The researchers will receive these grants for their work on advances in wave energy, and on the early development of ancient Irish inscription culture or epigraphy.
The projects are funded through the SFI-IRC Pathway programme, a collaborative initiative between Science Foundation Ireland (SFI) and the Irish Research Council (IRC) to support early-career research across all disciplines and to encourage interdisciplinary approaches.
The grants will enable the fellows to conduct independent research for a four-year period and provide funding for the supervision of postgraduate student.
Announcing an investment of €24 million across 43 research projects, Minister for Further and Higher Education, Research, Innovation and Science Simon Harris, TD, said:
“I am particularly pleased to see we are researching the area of vaping and the impact it is having on the next generation of smokers.

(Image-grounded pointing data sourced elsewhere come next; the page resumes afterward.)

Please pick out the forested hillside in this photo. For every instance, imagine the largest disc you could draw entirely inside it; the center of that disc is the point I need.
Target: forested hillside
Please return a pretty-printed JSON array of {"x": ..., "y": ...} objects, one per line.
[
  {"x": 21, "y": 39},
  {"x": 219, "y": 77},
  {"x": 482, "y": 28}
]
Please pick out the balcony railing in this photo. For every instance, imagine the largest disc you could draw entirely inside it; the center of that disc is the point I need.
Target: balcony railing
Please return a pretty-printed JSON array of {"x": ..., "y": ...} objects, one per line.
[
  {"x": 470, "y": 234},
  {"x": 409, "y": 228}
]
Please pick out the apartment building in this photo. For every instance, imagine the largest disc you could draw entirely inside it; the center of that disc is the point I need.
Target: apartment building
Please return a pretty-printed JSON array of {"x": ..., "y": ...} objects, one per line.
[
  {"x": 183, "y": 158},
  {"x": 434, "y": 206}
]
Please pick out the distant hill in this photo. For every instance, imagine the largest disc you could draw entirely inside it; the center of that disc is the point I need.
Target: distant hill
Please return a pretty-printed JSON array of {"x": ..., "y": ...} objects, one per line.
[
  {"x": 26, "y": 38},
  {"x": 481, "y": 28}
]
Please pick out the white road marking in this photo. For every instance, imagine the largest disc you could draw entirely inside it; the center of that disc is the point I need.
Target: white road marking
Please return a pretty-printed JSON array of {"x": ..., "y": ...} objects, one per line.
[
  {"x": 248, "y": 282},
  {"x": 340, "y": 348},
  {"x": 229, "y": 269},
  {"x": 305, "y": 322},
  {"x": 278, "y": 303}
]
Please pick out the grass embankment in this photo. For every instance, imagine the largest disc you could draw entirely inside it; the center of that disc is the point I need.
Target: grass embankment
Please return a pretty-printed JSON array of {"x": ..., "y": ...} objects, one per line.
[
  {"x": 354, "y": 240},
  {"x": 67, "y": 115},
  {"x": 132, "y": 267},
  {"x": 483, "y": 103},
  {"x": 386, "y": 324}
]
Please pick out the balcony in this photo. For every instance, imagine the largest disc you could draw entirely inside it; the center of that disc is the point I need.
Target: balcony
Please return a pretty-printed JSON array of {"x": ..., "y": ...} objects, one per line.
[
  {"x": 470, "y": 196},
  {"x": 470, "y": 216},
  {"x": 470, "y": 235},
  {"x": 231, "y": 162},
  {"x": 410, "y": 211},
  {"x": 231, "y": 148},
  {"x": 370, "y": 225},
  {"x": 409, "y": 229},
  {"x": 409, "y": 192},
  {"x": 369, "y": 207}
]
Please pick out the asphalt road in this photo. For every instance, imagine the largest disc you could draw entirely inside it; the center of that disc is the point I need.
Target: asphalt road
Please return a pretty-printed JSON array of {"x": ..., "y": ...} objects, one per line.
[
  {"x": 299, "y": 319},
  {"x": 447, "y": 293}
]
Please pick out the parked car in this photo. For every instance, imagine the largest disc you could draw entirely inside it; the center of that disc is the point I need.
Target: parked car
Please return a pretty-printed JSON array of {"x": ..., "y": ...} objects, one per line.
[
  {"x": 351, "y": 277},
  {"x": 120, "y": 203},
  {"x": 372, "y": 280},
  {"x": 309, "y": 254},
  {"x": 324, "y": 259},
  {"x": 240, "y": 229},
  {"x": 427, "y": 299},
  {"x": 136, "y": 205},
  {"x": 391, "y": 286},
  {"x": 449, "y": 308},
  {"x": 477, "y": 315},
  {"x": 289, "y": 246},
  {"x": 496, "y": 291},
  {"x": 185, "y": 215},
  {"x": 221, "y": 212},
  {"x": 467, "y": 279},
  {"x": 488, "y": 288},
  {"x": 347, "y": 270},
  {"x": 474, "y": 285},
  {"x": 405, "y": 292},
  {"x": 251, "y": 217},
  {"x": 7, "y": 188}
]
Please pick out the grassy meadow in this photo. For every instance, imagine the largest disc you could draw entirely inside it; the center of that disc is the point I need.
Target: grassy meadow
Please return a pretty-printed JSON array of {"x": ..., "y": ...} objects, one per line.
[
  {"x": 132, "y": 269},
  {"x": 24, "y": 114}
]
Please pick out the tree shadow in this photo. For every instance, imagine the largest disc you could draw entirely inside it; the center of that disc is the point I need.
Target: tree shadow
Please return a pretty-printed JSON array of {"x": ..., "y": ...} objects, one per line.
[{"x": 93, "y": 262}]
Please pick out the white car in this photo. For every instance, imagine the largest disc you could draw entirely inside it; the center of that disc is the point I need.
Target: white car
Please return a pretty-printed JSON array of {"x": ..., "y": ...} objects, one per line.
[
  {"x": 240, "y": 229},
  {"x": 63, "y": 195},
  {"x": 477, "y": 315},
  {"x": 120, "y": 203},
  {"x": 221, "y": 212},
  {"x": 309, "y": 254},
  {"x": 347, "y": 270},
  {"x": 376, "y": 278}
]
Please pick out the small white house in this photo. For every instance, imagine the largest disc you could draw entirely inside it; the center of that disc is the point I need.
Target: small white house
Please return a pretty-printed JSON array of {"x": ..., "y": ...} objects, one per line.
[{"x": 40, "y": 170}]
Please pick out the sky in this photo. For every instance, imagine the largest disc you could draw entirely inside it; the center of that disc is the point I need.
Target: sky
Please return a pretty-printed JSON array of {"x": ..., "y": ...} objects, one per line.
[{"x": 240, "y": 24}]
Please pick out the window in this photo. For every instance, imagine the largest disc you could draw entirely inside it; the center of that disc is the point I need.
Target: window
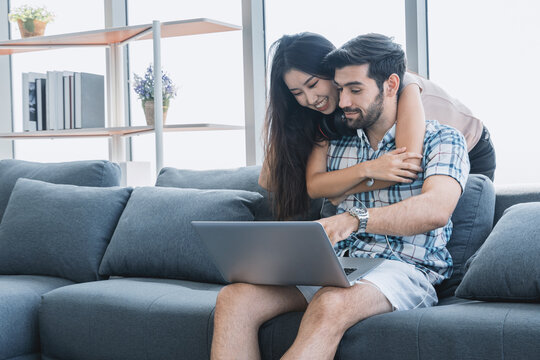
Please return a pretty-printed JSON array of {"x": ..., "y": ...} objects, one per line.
[
  {"x": 339, "y": 20},
  {"x": 68, "y": 19},
  {"x": 208, "y": 70},
  {"x": 486, "y": 55}
]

I believe the impact is significant and I am really looking forward to hearing the outcome of that work. There is also invaluable research into student mental health and wellbeing across the island of Ireland.
“By supporting this activity, we are cultivating generational talent within Ireland’s research and innovation ecosystem that is focusing on key challenges and opportunities and on the issues facing this generation such as climate and technology.”
The Maynooth University SFI-IRC Pathways Fellows are:
- Dr Andrei Ermakov (mentor Prof John Ringwood), Department of Electronic Engineering, received €535,699 for his research on Maximising the power capture from cyclorotor wave energy converters.Cyclorotor-based wave energy devices are a promising type of wave energy device. This project provides a new control strategy that can significantly improve the performance of cyclorotor-based wave energy devices, reducing costs, maximising energy produced and extending the device’s lifespan. The project will develop this technology, focusing on demonstrating its commercial viability as a competitive part of the renewables mix, strengthening Irish leadership in wave energy.
- Dr Nora White (mentor Prof David Stifter), Department of Early Irish, received €523,437 for her research on EMISoS: Early Medieval Irish Scripts on Stone - the origins and early development of Irish epigraphic culture.This project aims to address the neglect of early Irish inscriptions on stone, and occasionally other materials such as metal and bone, as a rich source of information on early medieval Ireland.
The SFI-IRC Pathway programme enables talented post-doctoral researchers to develop their track record and establish themselves as independent investigators, with the support of their research body. It provides a mechanism for Irish Higher Education Institutions to retain excellent early career researchers from all disciplines and support their development towards becoming research leaders of the future.